Et la situation est loin de s’améliorer en 2020. La gestion de la crise sanitaire liée à la maladie à coronavirus et ses effets pervers sur le secteur économique a dicté la prise de mesures fortes par le gouvernement. Ce qui laisse présager une croissance du volume des dépenses fiscales ainsi que du nombre de mesures fiscales dérogatoires pour l’année 2020.

Quand le coronavirus enfonce le clou…

Déjà la Loi de Finance Rectificative 2020 estime les pertes de recettes fiscales de l’ordre de 214,466 milliards de FCFA. Ces pertes seraient en grande partie imputables aux dépenses fiscales surtout aux mesures fiscales dérogatoires de la riposte au COVID 19.

Selon l’étude, l’augmentation des mesures fiscales d’année en année commande que l’on s’interroge sur leur pertinence, sinon sur ce que l’Etat burkinabè gagne en contrepartie en termes de retombées économiques et sociales.

Toujours est-il que la redistribution des dépenses fiscales sur la période 2016 à 2019, montre que les entreprises sont les grands bénéficiaires des dépenses fiscales avec 72,51% en moyenne des avantages fiscaux, suivies des ménages avec 13,78%, des administrations publiques (8,32%) et des projets et programmes.
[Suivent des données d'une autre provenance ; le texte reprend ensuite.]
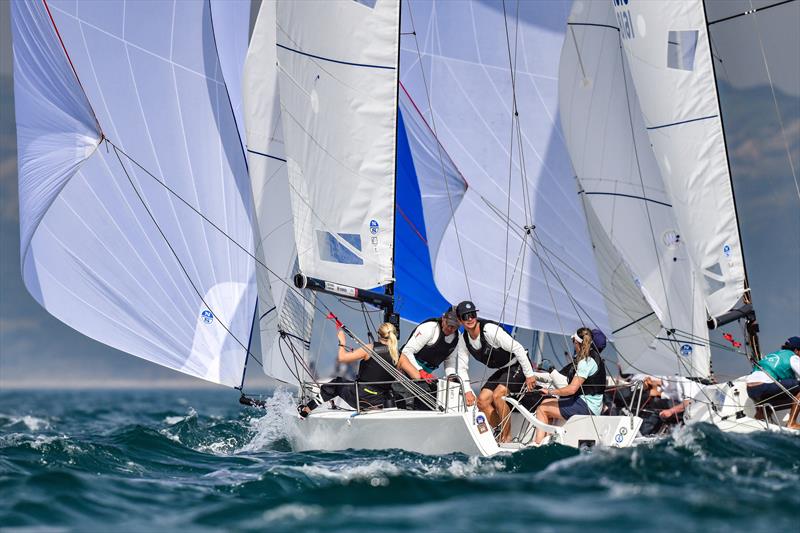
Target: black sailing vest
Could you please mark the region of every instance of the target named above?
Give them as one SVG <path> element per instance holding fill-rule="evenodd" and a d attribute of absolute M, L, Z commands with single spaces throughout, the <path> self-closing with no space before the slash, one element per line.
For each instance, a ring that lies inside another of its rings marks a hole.
<path fill-rule="evenodd" d="M 486 324 L 494 324 L 498 328 L 502 329 L 502 326 L 497 322 L 492 320 L 484 320 L 483 318 L 478 319 L 478 324 L 480 325 L 480 340 L 481 340 L 481 347 L 479 350 L 476 350 L 472 347 L 472 344 L 469 342 L 469 333 L 467 330 L 464 330 L 464 344 L 467 345 L 467 350 L 469 353 L 472 354 L 472 357 L 483 363 L 484 365 L 488 366 L 489 368 L 500 368 L 506 366 L 510 361 L 511 358 L 514 357 L 514 354 L 511 352 L 507 352 L 502 348 L 492 348 L 489 346 L 489 343 L 486 342 L 486 337 L 483 334 L 483 326 Z"/>
<path fill-rule="evenodd" d="M 594 362 L 597 364 L 597 372 L 586 378 L 581 388 L 578 389 L 578 392 L 575 394 L 588 396 L 590 394 L 603 394 L 606 391 L 606 364 L 594 348 L 589 352 L 589 357 L 594 359 Z M 572 383 L 572 378 L 575 377 L 577 366 L 577 363 L 573 361 L 561 369 L 561 373 L 567 376 L 567 383 Z"/>
<path fill-rule="evenodd" d="M 372 351 L 375 352 L 374 355 L 370 356 L 369 359 L 362 359 L 358 364 L 358 376 L 356 377 L 356 380 L 361 383 L 395 381 L 394 376 L 387 372 L 380 363 L 374 360 L 375 356 L 377 355 L 384 361 L 388 362 L 390 366 L 394 366 L 394 363 L 392 362 L 392 355 L 389 353 L 389 347 L 381 342 L 376 342 L 372 346 Z M 382 385 L 368 385 L 368 387 L 376 387 L 378 389 L 388 390 L 392 388 L 392 384 L 386 383 Z"/>
<path fill-rule="evenodd" d="M 447 356 L 453 353 L 453 350 L 456 349 L 456 345 L 458 344 L 458 333 L 453 335 L 453 340 L 447 342 L 444 339 L 444 332 L 442 331 L 442 319 L 441 318 L 429 318 L 428 320 L 424 320 L 420 322 L 419 326 L 422 324 L 426 324 L 428 322 L 436 322 L 436 327 L 439 328 L 439 338 L 436 339 L 436 342 L 433 344 L 423 346 L 414 356 L 419 360 L 431 367 L 431 369 L 438 368 L 442 362 L 447 359 Z M 417 326 L 417 327 L 419 327 Z M 414 333 L 417 331 L 414 328 L 414 331 L 411 332 L 411 336 L 408 340 L 411 340 L 414 337 Z M 408 344 L 408 341 L 406 341 Z M 405 347 L 405 345 L 403 345 Z M 400 350 L 403 351 L 402 349 Z"/>

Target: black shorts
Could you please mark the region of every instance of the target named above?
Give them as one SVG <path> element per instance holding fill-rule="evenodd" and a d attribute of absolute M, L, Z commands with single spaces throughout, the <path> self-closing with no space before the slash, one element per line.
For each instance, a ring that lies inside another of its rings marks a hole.
<path fill-rule="evenodd" d="M 522 390 L 522 387 L 525 386 L 525 374 L 522 372 L 520 364 L 514 363 L 511 366 L 497 369 L 494 374 L 489 376 L 481 390 L 489 389 L 493 391 L 498 385 L 507 387 L 509 392 L 512 393 Z"/>

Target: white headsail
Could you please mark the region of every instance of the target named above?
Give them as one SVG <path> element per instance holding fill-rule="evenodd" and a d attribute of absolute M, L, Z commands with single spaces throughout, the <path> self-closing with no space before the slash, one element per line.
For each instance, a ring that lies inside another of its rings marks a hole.
<path fill-rule="evenodd" d="M 568 14 L 555 1 L 406 2 L 401 50 L 423 203 L 439 198 L 425 213 L 437 287 L 487 318 L 558 333 L 608 330 L 558 124 Z"/>
<path fill-rule="evenodd" d="M 12 20 L 28 290 L 94 339 L 238 386 L 252 200 L 209 5 L 14 2 Z"/>
<path fill-rule="evenodd" d="M 645 126 L 709 315 L 745 273 L 702 0 L 615 0 Z"/>
<path fill-rule="evenodd" d="M 293 350 L 308 350 L 313 319 L 313 293 L 300 297 L 288 290 L 297 270 L 289 175 L 283 147 L 278 99 L 276 4 L 265 0 L 250 40 L 244 69 L 244 115 L 247 159 L 258 220 L 259 331 L 264 372 L 296 383 Z M 282 333 L 282 334 L 281 334 Z M 302 372 L 302 370 L 301 370 Z M 299 376 L 301 378 L 307 376 Z"/>
<path fill-rule="evenodd" d="M 397 1 L 279 2 L 278 71 L 300 270 L 392 281 Z"/>
<path fill-rule="evenodd" d="M 705 377 L 702 292 L 616 24 L 611 3 L 574 4 L 559 67 L 561 123 L 583 189 L 614 345 L 626 371 Z"/>

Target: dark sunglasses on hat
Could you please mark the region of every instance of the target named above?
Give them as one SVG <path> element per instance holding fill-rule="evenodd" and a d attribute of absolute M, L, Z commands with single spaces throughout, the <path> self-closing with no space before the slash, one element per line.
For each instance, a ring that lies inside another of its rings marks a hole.
<path fill-rule="evenodd" d="M 462 321 L 472 320 L 473 318 L 478 318 L 478 313 L 475 311 L 467 311 L 466 313 L 462 314 L 459 317 Z"/>

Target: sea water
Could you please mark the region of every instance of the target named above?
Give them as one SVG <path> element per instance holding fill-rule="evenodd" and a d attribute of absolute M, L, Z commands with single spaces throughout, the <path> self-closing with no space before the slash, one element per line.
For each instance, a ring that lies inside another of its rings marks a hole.
<path fill-rule="evenodd" d="M 683 428 L 629 449 L 295 453 L 293 403 L 0 392 L 0 528 L 800 531 L 800 438 Z"/>

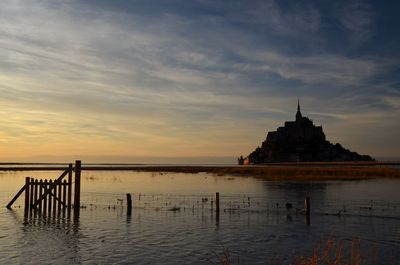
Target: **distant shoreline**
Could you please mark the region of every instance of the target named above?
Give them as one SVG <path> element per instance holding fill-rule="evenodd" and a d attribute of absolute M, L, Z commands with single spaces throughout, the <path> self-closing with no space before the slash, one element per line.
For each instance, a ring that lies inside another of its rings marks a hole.
<path fill-rule="evenodd" d="M 61 171 L 66 163 L 0 163 L 0 171 Z M 399 166 L 399 168 L 391 167 Z M 87 163 L 82 170 L 142 171 L 174 173 L 210 173 L 217 176 L 235 175 L 265 180 L 364 180 L 400 179 L 400 163 L 334 162 L 334 163 L 274 163 L 251 166 L 207 165 L 143 165 Z"/>
<path fill-rule="evenodd" d="M 83 170 L 98 170 L 83 167 Z M 120 170 L 102 168 L 102 170 Z M 400 179 L 400 168 L 379 167 L 287 167 L 287 166 L 156 166 L 136 167 L 134 171 L 173 172 L 173 173 L 210 173 L 217 176 L 256 177 L 264 180 L 364 180 L 364 179 Z"/>

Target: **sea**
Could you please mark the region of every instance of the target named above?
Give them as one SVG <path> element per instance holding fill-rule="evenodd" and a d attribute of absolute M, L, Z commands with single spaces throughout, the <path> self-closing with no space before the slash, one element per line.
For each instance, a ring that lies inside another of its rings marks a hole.
<path fill-rule="evenodd" d="M 82 171 L 79 219 L 24 218 L 23 196 L 6 208 L 25 177 L 60 174 L 0 172 L 0 264 L 291 264 L 326 249 L 400 264 L 400 180 Z"/>

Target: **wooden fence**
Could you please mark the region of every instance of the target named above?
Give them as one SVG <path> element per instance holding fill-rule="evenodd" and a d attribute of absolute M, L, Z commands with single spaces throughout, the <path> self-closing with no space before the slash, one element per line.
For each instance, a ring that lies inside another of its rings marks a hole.
<path fill-rule="evenodd" d="M 72 175 L 75 172 L 73 187 Z M 64 179 L 67 177 L 67 179 Z M 25 185 L 14 196 L 7 205 L 11 209 L 13 203 L 25 192 L 25 217 L 71 217 L 71 210 L 74 210 L 74 218 L 79 217 L 80 192 L 81 191 L 81 161 L 69 164 L 68 168 L 55 180 L 34 179 L 26 177 Z M 72 204 L 72 193 L 74 202 Z"/>

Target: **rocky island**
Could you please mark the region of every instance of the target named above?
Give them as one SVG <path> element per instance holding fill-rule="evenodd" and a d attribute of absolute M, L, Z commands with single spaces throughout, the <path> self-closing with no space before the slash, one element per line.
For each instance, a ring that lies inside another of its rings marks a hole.
<path fill-rule="evenodd" d="M 322 126 L 303 117 L 300 102 L 297 104 L 295 121 L 287 121 L 283 127 L 268 132 L 266 140 L 238 163 L 266 164 L 279 162 L 341 162 L 374 161 L 369 155 L 360 155 L 343 148 L 339 143 L 326 140 Z"/>

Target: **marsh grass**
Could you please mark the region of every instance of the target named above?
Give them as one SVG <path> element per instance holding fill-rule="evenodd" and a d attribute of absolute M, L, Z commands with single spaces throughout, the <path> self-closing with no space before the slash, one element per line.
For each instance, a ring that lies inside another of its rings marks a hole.
<path fill-rule="evenodd" d="M 233 258 L 231 257 L 231 254 L 229 252 L 229 249 L 223 247 L 223 250 L 224 251 L 222 252 L 222 254 L 214 253 L 214 255 L 216 256 L 217 262 L 213 262 L 213 261 L 209 260 L 212 265 L 218 265 L 218 264 L 219 265 L 234 265 L 234 264 L 239 265 L 240 264 L 239 257 L 237 257 L 236 262 L 234 262 Z"/>
<path fill-rule="evenodd" d="M 295 265 L 361 265 L 360 240 L 353 239 L 349 256 L 344 255 L 343 241 L 328 239 L 325 245 L 314 247 L 313 254 L 309 257 L 295 257 Z"/>
<path fill-rule="evenodd" d="M 274 257 L 266 261 L 268 265 L 364 265 L 378 264 L 376 252 L 369 251 L 368 256 L 361 253 L 361 242 L 359 239 L 353 239 L 351 244 L 345 244 L 343 240 L 327 239 L 324 243 L 317 243 L 309 256 L 295 256 L 286 260 L 293 260 L 285 263 L 280 257 Z M 240 265 L 239 257 L 233 258 L 228 249 L 224 248 L 221 255 L 217 256 L 217 262 L 211 262 L 213 265 Z M 393 263 L 395 264 L 395 263 Z"/>

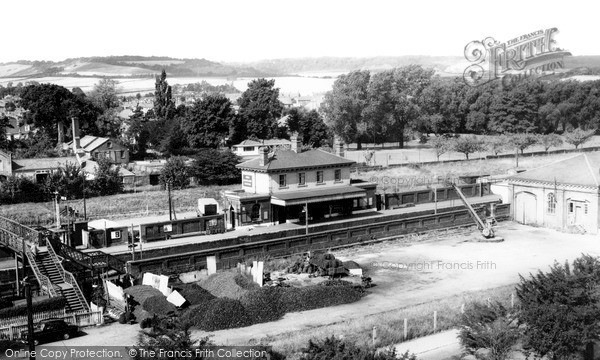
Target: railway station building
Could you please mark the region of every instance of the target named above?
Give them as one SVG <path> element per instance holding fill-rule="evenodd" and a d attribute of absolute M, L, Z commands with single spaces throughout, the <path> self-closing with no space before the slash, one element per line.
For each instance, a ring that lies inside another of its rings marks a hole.
<path fill-rule="evenodd" d="M 582 153 L 507 180 L 508 199 L 516 221 L 598 233 L 600 153 Z"/>
<path fill-rule="evenodd" d="M 376 184 L 350 180 L 354 161 L 320 149 L 302 151 L 292 136 L 290 149 L 262 147 L 258 157 L 237 167 L 242 188 L 224 193 L 228 221 L 233 226 L 285 223 L 349 215 L 374 207 Z"/>

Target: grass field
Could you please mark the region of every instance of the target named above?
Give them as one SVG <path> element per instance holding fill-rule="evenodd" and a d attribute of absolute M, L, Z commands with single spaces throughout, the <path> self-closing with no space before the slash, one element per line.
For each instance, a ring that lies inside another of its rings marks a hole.
<path fill-rule="evenodd" d="M 287 332 L 261 339 L 261 343 L 273 346 L 273 349 L 284 354 L 294 354 L 306 347 L 309 340 L 319 340 L 333 334 L 343 334 L 348 343 L 361 347 L 373 347 L 373 327 L 377 326 L 375 347 L 386 347 L 405 340 L 414 339 L 434 333 L 433 312 L 437 311 L 437 331 L 452 329 L 457 326 L 463 304 L 473 301 L 499 301 L 504 306 L 511 305 L 511 294 L 514 285 L 486 289 L 476 292 L 465 292 L 440 300 L 425 302 L 415 306 L 386 311 L 360 319 L 342 321 L 336 324 L 305 329 L 298 332 Z M 401 294 L 399 294 L 401 296 Z M 404 319 L 407 319 L 408 337 L 404 339 Z"/>
<path fill-rule="evenodd" d="M 215 198 L 221 201 L 221 191 L 237 189 L 239 185 L 203 186 L 184 190 L 173 190 L 171 198 L 177 212 L 193 211 L 198 206 L 198 199 Z M 62 206 L 66 206 L 63 202 Z M 16 220 L 22 224 L 50 224 L 54 219 L 53 203 L 26 203 L 0 206 L 0 216 Z M 83 215 L 83 199 L 68 202 Z M 101 196 L 86 200 L 87 216 L 90 219 L 118 219 L 145 215 L 168 214 L 166 191 L 146 191 L 141 193 Z"/>

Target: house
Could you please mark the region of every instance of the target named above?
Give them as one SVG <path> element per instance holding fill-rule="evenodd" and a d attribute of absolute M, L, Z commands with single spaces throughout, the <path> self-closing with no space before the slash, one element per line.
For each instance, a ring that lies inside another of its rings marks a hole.
<path fill-rule="evenodd" d="M 117 143 L 115 139 L 86 135 L 81 139 L 76 137 L 74 141 L 76 147 L 82 149 L 84 158 L 97 160 L 105 157 L 116 164 L 129 163 L 129 149 Z M 77 142 L 79 142 L 79 146 L 77 146 Z M 73 141 L 69 141 L 66 146 L 73 149 Z"/>
<path fill-rule="evenodd" d="M 129 228 L 117 222 L 98 219 L 88 222 L 89 245 L 94 248 L 127 244 Z"/>
<path fill-rule="evenodd" d="M 583 153 L 507 178 L 513 218 L 523 224 L 598 233 L 600 153 Z"/>
<path fill-rule="evenodd" d="M 0 155 L 1 157 L 1 155 Z M 75 156 L 55 158 L 14 159 L 11 164 L 11 174 L 26 176 L 37 183 L 46 181 L 54 171 L 67 164 L 79 164 Z"/>
<path fill-rule="evenodd" d="M 237 145 L 233 145 L 233 153 L 242 158 L 257 157 L 261 147 L 273 151 L 278 147 L 289 149 L 291 145 L 292 142 L 286 139 L 244 140 Z"/>
<path fill-rule="evenodd" d="M 301 219 L 308 208 L 309 219 L 348 215 L 353 210 L 373 208 L 376 184 L 352 184 L 354 161 L 339 151 L 302 151 L 302 141 L 293 136 L 291 148 L 261 147 L 260 156 L 237 167 L 242 171 L 242 189 L 227 191 L 226 209 L 235 226 L 252 223 L 285 223 Z"/>

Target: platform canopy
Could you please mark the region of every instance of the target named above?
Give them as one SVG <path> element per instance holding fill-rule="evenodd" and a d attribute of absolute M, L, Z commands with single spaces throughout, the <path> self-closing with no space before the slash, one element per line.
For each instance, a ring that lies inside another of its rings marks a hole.
<path fill-rule="evenodd" d="M 283 192 L 271 195 L 271 204 L 292 206 L 366 197 L 367 192 L 354 186 L 331 186 L 323 189 Z"/>

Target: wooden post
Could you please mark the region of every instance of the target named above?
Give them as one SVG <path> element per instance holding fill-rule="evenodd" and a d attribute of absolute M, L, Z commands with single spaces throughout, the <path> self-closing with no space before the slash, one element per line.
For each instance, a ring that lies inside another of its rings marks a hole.
<path fill-rule="evenodd" d="M 408 337 L 408 319 L 404 318 L 404 340 Z"/>
<path fill-rule="evenodd" d="M 460 313 L 461 313 L 461 314 L 464 314 L 464 313 L 465 313 L 465 303 L 463 303 L 463 304 L 460 306 Z"/>
<path fill-rule="evenodd" d="M 510 293 L 510 308 L 513 309 L 515 307 L 515 293 Z"/>
<path fill-rule="evenodd" d="M 433 331 L 437 329 L 437 310 L 433 312 Z"/>
<path fill-rule="evenodd" d="M 306 235 L 308 235 L 308 202 L 306 202 L 304 204 L 304 206 L 305 206 L 304 207 L 304 209 L 305 209 L 304 210 L 304 217 L 305 217 L 304 220 L 305 220 L 305 223 L 306 223 L 305 224 L 306 225 Z"/>
<path fill-rule="evenodd" d="M 373 326 L 373 346 L 375 345 L 376 340 L 377 340 L 377 325 Z"/>

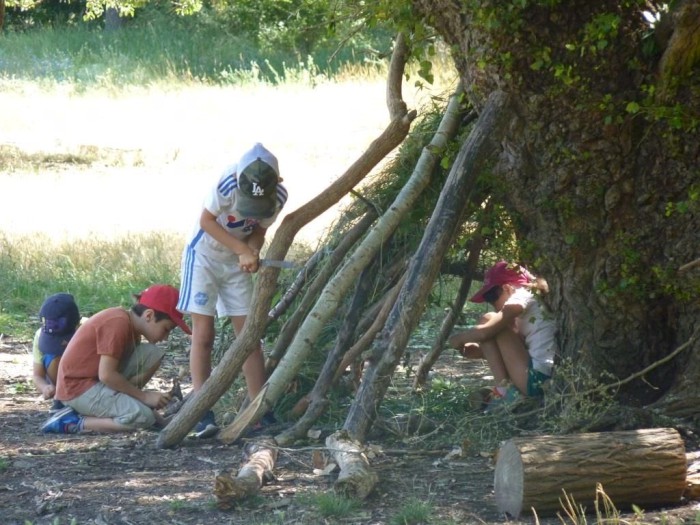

Les ONG et associations et les hautes personnalités de l’Etat (députés, ministres, présidents d’institution) sont également bénéficiaires de ces mesures.

Des recommandations fortes pour plus de justice fiscale

En vue de rationaliser les dépenses fiscales, l’analyse citoyenne menée par le Centre d’Etude et de Recherche Appliquée en Finances Publiques et ses partenaires a formulé un certain nombre de recommandations à l’endroit de l’Etat. Il s’agit, entre autres, de borner dans le temps l’octroi ou l’autorisation des dépenses fiscales et lier son renouvellement à son efficacité, d’inclure les dépenses fiscales dans les projets annuels de Performance et les Rapports annuels de Performance en tenant compte des programmes budgétaires des objectifs, de prévoir les dépenses fiscales par objectif dans le budget de l’Etat à soumettre à l’appréciation et à l’autorisation du parlement, de procéder à un inventaire exhaustif des dépenses fiscales, d’élargir la couverture d’évaluation des dépenses fiscales.

Il est aussi recommandé au gouvernement de faire paraitre dans les rapports publics, l’efficacité en termes d’effets et d’impacts socioéconomiques de ces dépenses fiscales par nature, bénéficiaire et objectif, de rendre disponible et accessible l’information sur les dépenses fiscales afin de permettre à la société civile de jouer pleinement son rôle d’action et de veille citoyenne…

Des recommandations ont été également formulées à l’endroit de la société civile à faire un plaidoyer auprès des autorités gouvernementales et parlementaires en vue d’améliorer la disponibilité et l’accessibilité à l’information sur les dépenses fiscales et de créer une plateforme de diffusion web de l’information sur les dépenses fiscales entre autres.

Ce rapport d’analyse citoyenne sera édité et mis à la disposition des gouvernants et aux régies de recettes en charge de la mobilisation des ressources de l’Etat.